De nombreux étrangers étaient présents sur les lieux en raison d'une foire internationale de pigeons voyageurs, Pigeon 2006. Un demi-millier de personnes se trouvaient dans la halle quand le toit s'est écroulé, sous le poids de la neige, selon la police, ce que conteste l'avocat représentant la société propriétaire, Me Grzegorz Slyszyk. D'après lui, la neige était régulièrement balayée.
«Il y a une faible possibilité que des gens soient encore bloqués sous les décombres», a estimé hier après-midi le chef des pompiers de Katowice, Kazimierz Krzowski, après plus de vingt heures de recherches et alors que la température était tombée à - 17 °C pendant la nuit. Alors que les sauveteurs avaient jusque-là utilisé un outillage léger pour dégager les victimes de l'enchevêtrement de métal et de poteaux, des machines lourdes ont été appelées pour sécuriser les lieux car «les parties de la structure qui ne sont pas au sol représentent une menace», a expliqué Kazimierz Krzowski.

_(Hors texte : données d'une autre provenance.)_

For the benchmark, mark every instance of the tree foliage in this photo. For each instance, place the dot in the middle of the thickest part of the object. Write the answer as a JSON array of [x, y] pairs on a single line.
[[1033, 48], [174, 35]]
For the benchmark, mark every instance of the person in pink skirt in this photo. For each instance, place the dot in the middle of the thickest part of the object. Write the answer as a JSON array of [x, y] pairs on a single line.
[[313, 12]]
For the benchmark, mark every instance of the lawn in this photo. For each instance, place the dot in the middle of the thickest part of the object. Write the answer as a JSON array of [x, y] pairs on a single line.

Après l'effondrement, certaines personnes coincées sous les décombres ont appelé des proches ou les secours par téléphone portable. À l'intérieur du bâtiment hier, près de l'entrée, se trouvaient des cages écrasées, tandis que des dizaines de pigeons marron ou blancs étaient perchés sur les gravats. Quelque 1300 pompiers, policiers et autres sauveteurs étaient mobilisés.
Piégés
Selon des rescapés, seules deux des sorties de secours du centre étaient ouvertes et les visiteurs se sont retrouvés piégés. L'un d'eux, Franciszek Kowal, se trouvait dans le centre d'exposition, une vaste construction de 10 000 m2, lorsqu'il a vu le toit commencer à se tordre. Il a réussi à gagner une terrasse et à s'échapper. «Les gens tentaient de briser des vitres pour sortir. Ils frappaient les carreaux avec des chaises mais les fenêtres étaient incassables. Une vitre s'est finalement brisée et ils ont commencé à sortir», a-t-il expliqué à l'Associated Press. Me Slyszyk a déclaré ne rien savoir de la question des issues de secours.
«J'ai entendu un bruit sec, comme si on brisait des allumettes, et le toit est tombé sur tout le monde. J'ai alors entendu un hurlement incroyable et j'ai tenté de m'enfuir comme tous les autres», a déclaré une femme sur son lit d'hôpital, interrogée par TVN24. «Quelque chose est tombé sur moi, je me suis retournée, quelqu'un m'a marché dessus, mais j'ai réussi à sortir, sur les genoux.»
Le premier ministre polonais Kazimierz Marcinkiewicz s'est joint aux centaines de personnes rassemblées hier dans la cathédrale du Christ Roi à Katowice pour une messe en hommage aux victimes. Le président Lech Kaczynski a décrété un deuil national qui doit durer jusqu'à mercredi. «C'est la plus grande tragédie de la troisième république polonaise», a-t-il déclaré.